The Insatiable Appetite of Global Capitalism for Carbon.

Capitalism needs to grow, and if it does not grow, it dies. Production must increase, therefore consumption must do so, both driven by the imperative of increased revenues and increased profits, required by shareholders requiring increased dividends, banks and other financial institutions requiring increased interest payments, and owners of 'land' (which, in economics jargon, includes the sources of raw materials for industry) for rents.

Workers, deprived of collective bargaining power by anti-trade union laws and firms preventing them from joining trade unions, struggle to keep wages in line with rising prices. Capitalism wants them to consume more, but doesn't want to pay them more! 

Capitalism, in order to grow, requires an increased supply of energy. Some of that energy, it's true, is supplied by renewables and nuclear power, but the vast majority of it is still supplied by fossil fuels - by carbon.

According to the Guardian on Monday 26th June 2023, citing a report by the Energy Institute, fossil fuels supplied 82% of the world's total energy consumption in 2022, with an increase in total energy consumption of 1.1% swallowing up all the extra renewable energy, despite big increases in the supply of it.

According to the NOAA, in May 2023, the atmospheric CO2 level was at 424 ppm = 822 mg/m^3 = 3,309.032 GtCO2 (billion tonnes of CO2)*.

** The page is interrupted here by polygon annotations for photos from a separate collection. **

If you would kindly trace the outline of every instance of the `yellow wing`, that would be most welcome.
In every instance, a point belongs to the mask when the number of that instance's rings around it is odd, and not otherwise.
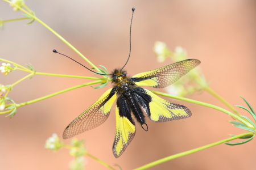
[[[135,134],[135,125],[127,101],[122,96],[118,97],[115,107],[115,135],[113,153],[118,158],[125,151]]]
[[[163,88],[177,81],[200,63],[196,59],[183,60],[158,69],[136,74],[130,80],[138,86]]]
[[[192,115],[188,108],[168,101],[147,89],[137,87],[134,91],[140,99],[142,108],[152,121],[162,122],[185,118]]]
[[[108,90],[96,102],[68,125],[63,132],[63,139],[68,139],[101,125],[109,117],[116,98],[116,88]]]

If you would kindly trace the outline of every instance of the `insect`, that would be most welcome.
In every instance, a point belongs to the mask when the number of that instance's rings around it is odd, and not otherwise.
[[[57,52],[55,50],[53,52]],[[129,58],[130,54],[122,69],[115,69],[109,75],[111,75],[113,87],[105,92],[92,105],[68,125],[63,133],[64,139],[71,138],[101,125],[109,117],[111,108],[117,99],[115,135],[113,145],[113,153],[115,158],[123,154],[135,136],[134,118],[143,129],[147,131],[145,113],[155,122],[182,119],[191,116],[191,112],[187,107],[164,100],[140,86],[167,87],[199,65],[200,63],[199,60],[189,59],[181,61],[129,78],[127,76],[127,72],[123,70]]]

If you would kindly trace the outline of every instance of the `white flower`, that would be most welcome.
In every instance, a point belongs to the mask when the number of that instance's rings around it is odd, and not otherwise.
[[[0,71],[1,71],[1,73],[3,74],[3,75],[6,75],[13,71],[13,69],[11,67],[11,65],[9,63],[5,63],[3,62],[2,63],[2,66],[0,67]]]
[[[23,0],[11,0],[11,3],[14,3],[16,6],[22,7],[25,4],[25,2]],[[12,4],[10,4],[10,6],[11,7],[13,7],[13,10],[14,11],[19,11],[19,8],[17,8],[15,5],[13,5]]]
[[[56,151],[60,149],[63,144],[60,141],[60,138],[56,133],[53,133],[52,135],[48,138],[46,142],[44,147],[48,150]]]

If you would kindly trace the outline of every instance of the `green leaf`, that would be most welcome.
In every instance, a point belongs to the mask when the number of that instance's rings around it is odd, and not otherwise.
[[[11,102],[13,103],[13,104],[16,104],[16,103],[14,102],[14,101],[13,99],[11,99],[11,98],[10,98],[10,97],[6,97],[6,100],[7,100],[11,101]]]
[[[245,126],[241,126],[241,125],[234,125],[236,127],[237,127],[237,128],[240,128],[240,129],[244,129],[244,130],[248,130],[248,131],[251,131],[251,132],[253,132],[253,133],[255,133],[255,129],[251,129],[251,128],[248,128],[248,127],[245,127]]]
[[[241,125],[241,126],[246,126],[246,125],[245,125],[245,124],[241,123],[241,122],[238,122],[237,121],[229,121],[229,122],[234,124],[234,125]]]
[[[10,118],[13,118],[14,116],[15,116],[16,113],[17,112],[17,108],[15,108],[6,117],[10,116]]]
[[[90,86],[90,87],[92,87],[92,88],[93,88],[94,89],[98,89],[98,88],[103,88],[105,86],[107,86],[108,83],[108,82],[106,82],[106,83],[105,83],[103,84],[101,84],[101,85],[100,85],[100,86],[96,86],[96,87],[93,87],[93,86]]]
[[[254,120],[256,121],[256,115],[254,113],[253,113],[251,110],[250,110],[246,107],[244,107],[240,105],[236,105],[236,106],[238,108],[243,109],[246,110],[246,111],[247,111],[248,112],[249,112],[250,114],[251,114],[251,115],[253,117],[253,118],[254,119]]]
[[[250,103],[243,97],[240,96],[242,99],[243,99],[243,100],[245,101],[245,103],[246,103],[247,105],[248,105],[248,107],[249,107],[250,109],[251,109],[251,112],[254,114],[254,115],[256,116],[256,113],[255,112],[254,110],[253,110],[253,107],[251,106],[251,105],[250,104]]]
[[[251,125],[253,125],[253,126],[256,128],[256,125],[249,118],[245,116],[240,116],[240,117],[243,117],[244,118],[245,118],[246,120],[247,120],[247,121],[248,122],[249,122],[250,124],[251,124]]]
[[[237,142],[237,143],[229,143],[229,142],[225,142],[224,143],[228,145],[231,145],[231,146],[234,146],[234,145],[238,145],[238,144],[242,144],[245,143],[247,143],[248,142],[250,142],[250,141],[251,141],[254,138],[255,135],[254,135],[253,136],[252,136],[250,138],[242,141],[242,142]]]
[[[233,134],[229,134],[232,137],[236,137],[236,135],[233,135]],[[244,136],[241,138],[239,138],[240,139],[248,139],[251,138],[253,135],[247,135],[247,136]]]

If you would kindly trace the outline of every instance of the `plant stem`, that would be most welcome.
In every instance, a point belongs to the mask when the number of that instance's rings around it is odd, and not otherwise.
[[[97,158],[96,157],[92,155],[91,154],[89,154],[88,152],[86,152],[85,154],[85,155],[88,156],[89,157],[93,159],[94,160],[96,160],[97,162],[101,163],[101,164],[104,165],[104,166],[105,166],[107,168],[109,168],[110,169],[112,170],[115,170],[115,168],[113,168],[112,167],[111,167],[110,165],[109,165],[109,164],[108,164],[106,163],[105,163],[105,162],[104,162],[103,160],[101,160],[98,158]]]
[[[223,103],[225,105],[226,105],[229,109],[230,109],[234,113],[237,114],[238,116],[240,116],[241,114],[236,109],[231,105],[226,100],[223,99],[221,96],[220,96],[217,93],[216,93],[213,90],[212,90],[211,88],[209,87],[205,87],[204,88],[204,90],[207,91],[208,93],[216,97],[217,99],[218,99],[220,101]]]
[[[133,170],[145,169],[152,167],[153,166],[156,165],[158,164],[159,164],[160,163],[166,162],[167,161],[168,161],[168,160],[172,160],[172,159],[175,159],[177,158],[179,158],[181,156],[185,156],[187,155],[189,155],[189,154],[192,154],[192,153],[194,153],[196,152],[198,152],[199,151],[206,149],[207,148],[209,148],[209,147],[212,147],[214,146],[216,146],[216,145],[218,145],[218,144],[221,144],[221,143],[225,143],[225,142],[226,142],[228,141],[232,141],[232,140],[234,140],[236,139],[238,139],[238,138],[240,138],[242,137],[245,137],[245,136],[247,136],[247,135],[254,135],[253,133],[250,132],[250,131],[247,131],[247,132],[244,133],[243,134],[236,135],[235,137],[230,137],[230,138],[227,138],[227,139],[224,139],[222,141],[218,141],[218,142],[214,142],[214,143],[213,143],[211,144],[205,145],[205,146],[201,146],[201,147],[198,147],[198,148],[195,148],[195,149],[193,149],[191,150],[189,150],[189,151],[187,151],[185,152],[181,152],[181,153],[179,153],[177,154],[175,154],[175,155],[171,155],[170,156],[164,158],[163,159],[158,160],[156,161],[154,161],[153,162],[151,162],[148,164],[144,165],[141,167],[134,169]]]
[[[69,46],[72,49],[73,49],[76,53],[77,53],[80,57],[81,57],[82,58],[84,58],[84,60],[85,60],[90,65],[91,65],[93,68],[94,68],[97,71],[101,72],[101,71],[92,62],[91,62],[87,58],[86,58],[84,55],[82,54],[77,49],[76,49],[73,45],[71,45],[69,42],[68,42],[66,40],[65,40],[63,37],[61,37],[59,33],[57,33],[55,31],[52,29],[50,27],[49,27],[47,24],[44,23],[43,21],[42,21],[40,19],[39,19],[38,18],[37,18],[36,16],[33,15],[32,14],[31,14],[31,12],[30,10],[28,10],[30,12],[26,11],[23,8],[20,7],[19,6],[16,5],[15,4],[12,3],[11,2],[8,1],[8,0],[3,0],[5,2],[7,2],[13,6],[17,7],[19,10],[23,11],[25,14],[31,16],[32,18],[34,18],[35,20],[38,22],[39,23],[42,24],[43,26],[44,26],[46,28],[49,29],[51,32],[52,32],[55,35],[56,35],[58,38],[59,38],[61,40],[62,40],[65,44],[66,44],[68,46]],[[26,8],[28,8],[27,6],[25,7]]]
[[[204,102],[202,102],[202,101],[197,101],[197,100],[192,100],[192,99],[189,99],[188,98],[185,98],[185,97],[179,97],[179,96],[174,96],[174,95],[171,95],[168,94],[166,94],[166,93],[163,93],[163,92],[160,92],[159,91],[154,91],[154,90],[150,90],[152,92],[159,95],[161,95],[161,96],[166,96],[166,97],[171,97],[172,99],[176,99],[177,100],[183,100],[183,101],[188,101],[188,102],[190,102],[190,103],[195,103],[195,104],[199,104],[199,105],[201,105],[205,107],[207,107],[209,108],[211,108],[218,110],[220,110],[221,112],[222,112],[226,114],[228,114],[229,115],[230,115],[230,116],[234,117],[234,118],[236,118],[237,120],[238,120],[240,121],[241,121],[241,122],[242,122],[243,124],[244,124],[245,125],[246,125],[247,127],[249,128],[251,128],[252,129],[255,129],[255,128],[251,125],[249,122],[248,122],[246,120],[244,120],[242,117],[241,117],[240,116],[233,113],[231,112],[229,112],[226,109],[224,109],[221,107],[214,105],[213,104],[208,104],[208,103],[206,103]]]
[[[7,111],[5,111],[5,112],[0,112],[0,114],[6,114],[6,113],[8,113],[11,112],[13,112],[13,109],[10,109],[10,110],[7,110]]]
[[[23,106],[23,105],[25,105],[30,104],[31,104],[31,103],[35,103],[35,102],[37,102],[37,101],[40,101],[40,100],[44,100],[44,99],[47,99],[47,98],[49,98],[49,97],[56,96],[57,95],[59,95],[59,94],[65,92],[67,91],[73,90],[73,89],[76,89],[76,88],[80,88],[80,87],[84,87],[84,86],[89,86],[89,85],[91,85],[91,84],[100,83],[102,83],[102,82],[103,82],[102,80],[97,80],[97,81],[94,81],[94,82],[89,82],[89,83],[80,84],[80,85],[76,86],[74,86],[74,87],[72,87],[66,88],[66,89],[63,90],[61,90],[60,91],[58,91],[58,92],[51,94],[50,95],[47,95],[47,96],[43,96],[43,97],[36,99],[34,99],[34,100],[30,100],[30,101],[28,101],[22,103],[20,103],[20,104],[15,104],[15,106],[16,106],[16,108],[18,108],[18,107],[22,107],[22,106]]]
[[[3,1],[5,1],[5,0],[3,0]],[[9,62],[9,63],[10,63],[13,64],[14,65],[16,65],[16,66],[20,67],[20,68],[23,69],[24,70],[28,70],[28,71],[27,71],[27,72],[31,73],[31,71],[30,70],[29,70],[28,69],[27,69],[26,67],[23,67],[23,66],[22,66],[22,65],[19,65],[19,64],[17,64],[17,63],[15,63],[15,62],[12,62],[12,61],[11,61],[7,60],[5,60],[5,59],[3,59],[3,58],[0,58],[0,61],[2,61],[6,62]]]
[[[23,77],[23,78],[22,78],[22,79],[18,80],[18,81],[16,81],[16,82],[15,82],[14,83],[13,83],[13,84],[11,84],[11,87],[14,86],[15,84],[19,83],[21,81],[24,80],[26,79],[26,78],[29,78],[30,76],[32,76],[32,75],[33,75],[33,74],[31,73],[31,74],[28,74],[28,75],[25,76]]]
[[[25,20],[25,19],[31,19],[30,18],[26,17],[26,18],[16,18],[16,19],[7,19],[7,20],[3,20],[3,23],[8,23],[8,22],[11,22],[14,21],[18,21],[18,20]]]
[[[94,79],[94,80],[106,80],[106,78],[96,78],[96,77],[90,77],[90,76],[79,76],[79,75],[71,75],[52,74],[52,73],[40,73],[40,72],[35,72],[35,74],[51,75],[51,76],[65,76],[65,77],[72,77],[72,78],[78,78],[88,79]]]

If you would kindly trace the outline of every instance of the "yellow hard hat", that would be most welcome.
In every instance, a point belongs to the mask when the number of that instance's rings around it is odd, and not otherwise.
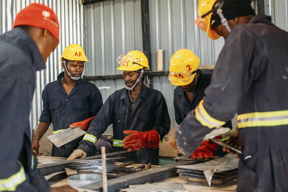
[[[200,62],[199,58],[186,49],[179,49],[170,60],[168,79],[172,85],[186,85],[193,81]]]
[[[85,55],[84,50],[78,44],[71,44],[65,48],[60,58],[61,61],[63,61],[62,58],[75,61],[89,61]]]
[[[207,32],[207,35],[212,39],[217,39],[221,36],[212,29],[210,23],[211,12],[208,15],[202,18],[202,15],[205,15],[212,10],[214,4],[217,0],[199,0],[198,6],[198,14],[199,17],[195,22],[202,29]]]
[[[121,65],[117,68],[118,70],[136,71],[143,67],[145,67],[145,69],[150,69],[147,58],[139,51],[131,51],[126,55],[121,55],[116,61]]]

In their study of CO2 levels during the Mid-Piacenzian Warm Period of the Pliocene (3.35-3.15 million years ago), de la Vega et al find that the maximum CO2 level was 428 ppm, yet the mean sea-level was 20 metres higher than today, and maximum mean annual global near-surface atmospheric temperature was +3 °C above the Holocene pre-industrial (i.e., 1750) norm, in spite of Earth's then orbital configuration being very similar to what it is now.

I have argued, in my papers 'Optimum Population Size Revisited', and 'Why a Transition to Renewable Energy On Its Own is Not a Solution to the Climate Emergency', that economic and population growth ensure that no increase in the supply of renewable energy can solve the climate emergency, the urgency of which is becoming only too apparent in the light of de la Vega, et al's work. The fact is, capitalism is irremediably addicted to not one, but two, fatal drugs: carbon and economic growth, the latter both essential to its survival, and a guarantor of its death.

For the truth is, we live on a finite planet, with finite resources and a finite capacity to absorb our waste and pollution. We are already overtaxing it - overexploiting its resources and its ability to cope with our pollution, and our wanton destructiveness.

The smash is inevitable, and imminent. There is now no avoiding it, but, as we are not willing to do what is necessary of our own free will to solve the climate emergency and biodiversity crisis by reducing the sizes of the global economy and population humanely, nature will do it for us, inhumanely, and drastically.

What we are pleased to call our global 'civilisation' is doomed to collapse, and richly deserving of it. Sadly, that will entail the deaths of billions who do not deserve to die, whereas it is only-too-likely that some who do - wealthy individuals, for the most part - will escape the fate that ought to be theirs, at least for a time. It is a grim prospect, and one I do not relish. It is my earnest hope I will be dead before my predictions come to pass, and that my young relatives will be among the survivors of humanity. I hope that is not too selfish of me.

*Multiply by 7.80432 to convert ppm to GtCO2.